LOS ANGELES (AP) - DVD kiosk operator Redbox is launching a challenge to Netflix’s streaming-video supremacy.

Later this month, Redbox will offer an unlimited streaming-video plan that includes movies from Warner Bros. and pay TV channel Epix, along with four nights of physical DVD rentals, for $8 a month, or $9 a month if customers want Blu-ray discs.

The offering is a direct attack on Netflix Inc. and is priced even lower than the $10-a-month DVD and streaming plan that Netflix abandoned a year ago. The lowest price plan from Netflix that combines DVDs-by-mail and streaming is now $16 a month.

The new service, called Redbox Instant by Verizon, is “targeted squarely at movie lovers,” said Shawn Strickland, the chief executive of the joint venture between Redbox parent Coinstar Inc., which is based in Bellevue, Wash., and New York-based Verizon Communications Inc.

The service won’t include TV shows when it launches on an invitation-only basis before the end of the year. Video game disc rentals, which cost $2 a night, are also not included in the plan.

While the price and features of the Redbox service are similar to what’s offered by Netflix, its library is smaller and focused mainly on the most popular Hollywood fare, which Strickland says are the movies that “really matter in the marketplace.”

Redbox kiosks carry the top 200 recent movies from the major studios and rent DVDs out for $1.20 per night and Blu-ray discs for $1.50 per night with the swipe of a credit card. The streaming plan will feature about 5,500 movies from the libraries of Warner Bros. and Epix, which is owned by Paramount Pictures, MGM and Lionsgate.

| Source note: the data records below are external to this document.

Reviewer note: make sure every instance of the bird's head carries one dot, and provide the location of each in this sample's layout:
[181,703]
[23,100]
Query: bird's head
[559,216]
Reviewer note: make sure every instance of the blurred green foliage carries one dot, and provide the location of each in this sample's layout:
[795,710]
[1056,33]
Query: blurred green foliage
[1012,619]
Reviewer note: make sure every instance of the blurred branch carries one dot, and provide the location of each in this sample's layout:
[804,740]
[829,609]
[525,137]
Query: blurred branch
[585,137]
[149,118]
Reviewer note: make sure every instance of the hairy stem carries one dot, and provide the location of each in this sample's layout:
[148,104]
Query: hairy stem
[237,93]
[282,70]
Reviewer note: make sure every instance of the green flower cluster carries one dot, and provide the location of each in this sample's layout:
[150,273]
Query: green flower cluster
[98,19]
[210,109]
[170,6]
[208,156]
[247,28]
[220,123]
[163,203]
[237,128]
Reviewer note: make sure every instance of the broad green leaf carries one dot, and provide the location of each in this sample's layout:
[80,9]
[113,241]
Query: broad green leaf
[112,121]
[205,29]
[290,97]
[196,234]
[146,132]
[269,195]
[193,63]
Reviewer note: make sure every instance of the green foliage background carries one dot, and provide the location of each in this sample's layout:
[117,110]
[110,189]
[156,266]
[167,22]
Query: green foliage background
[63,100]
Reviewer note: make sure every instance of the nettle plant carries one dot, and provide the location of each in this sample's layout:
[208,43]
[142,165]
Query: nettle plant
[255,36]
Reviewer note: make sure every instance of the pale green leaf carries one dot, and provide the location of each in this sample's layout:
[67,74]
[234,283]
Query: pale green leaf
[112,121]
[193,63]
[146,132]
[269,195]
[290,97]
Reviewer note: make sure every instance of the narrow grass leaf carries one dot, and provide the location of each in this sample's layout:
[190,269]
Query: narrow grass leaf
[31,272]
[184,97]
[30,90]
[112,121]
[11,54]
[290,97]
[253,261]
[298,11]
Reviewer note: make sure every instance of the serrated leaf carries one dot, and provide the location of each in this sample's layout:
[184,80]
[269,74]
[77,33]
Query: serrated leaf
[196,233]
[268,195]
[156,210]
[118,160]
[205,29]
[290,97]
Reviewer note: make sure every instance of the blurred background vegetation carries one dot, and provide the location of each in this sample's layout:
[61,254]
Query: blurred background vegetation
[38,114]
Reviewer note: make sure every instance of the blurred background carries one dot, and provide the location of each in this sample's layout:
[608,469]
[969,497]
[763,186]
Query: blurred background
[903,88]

That means subscribers could stream movies such as “The Hunger Games” over computers and certain connected Blu-ray players and Internet-enabled TVs. For now, video game consoles will not be able to play Redbox streaming titles.

In comparison, Netflix has an estimated 60,000 titles available for streaming on a nearly ubiquitous array of devices and has an unrivalled DVD library with more than 100,000 titles.

While it’s priced attractively, the new service could have limited appeal for the absent-minded. DVD renters who neglect to return discs will start having to pay extra after their four nights of rentals are used up each month. Unused rental credits won’t roll over into the following month. Netflix DVD subscribers keep discs as long as they want, but don’t get new ones until shipping the ones they have back in the mail.

The deal marks another expansion for Epix, which licensed its movies to Netflix in a blockbuster $1 billion, five-year deal in 2010. The exclusivity of that pact expired in September, allowing Amazon.com Inc. to also license Epix movies for subscribers of its Amazon Prime annual shipping service.

Epix CEO Mark Greenberg said the expansion onto Redbox will help grow its customer base since Redbox’s customers tend to be younger than its current subscribers.

“We’re expanding the pie by adding more people to the mix. I think that’s healthy,” he said.

Greenberg said he’s indifferent to whether subscribers get Epix movies from Redbox Instant, Amazon, Netflix or through their TV providers.

But he noted that its 10 million TV subscribers will have access to Epix movies and original shows 90 days earlier than their Redbox counterparts, a head start that helps protect the value of Epix for cable, satellite and telecom TV partners such as Cox Cable and Verizon FiOS.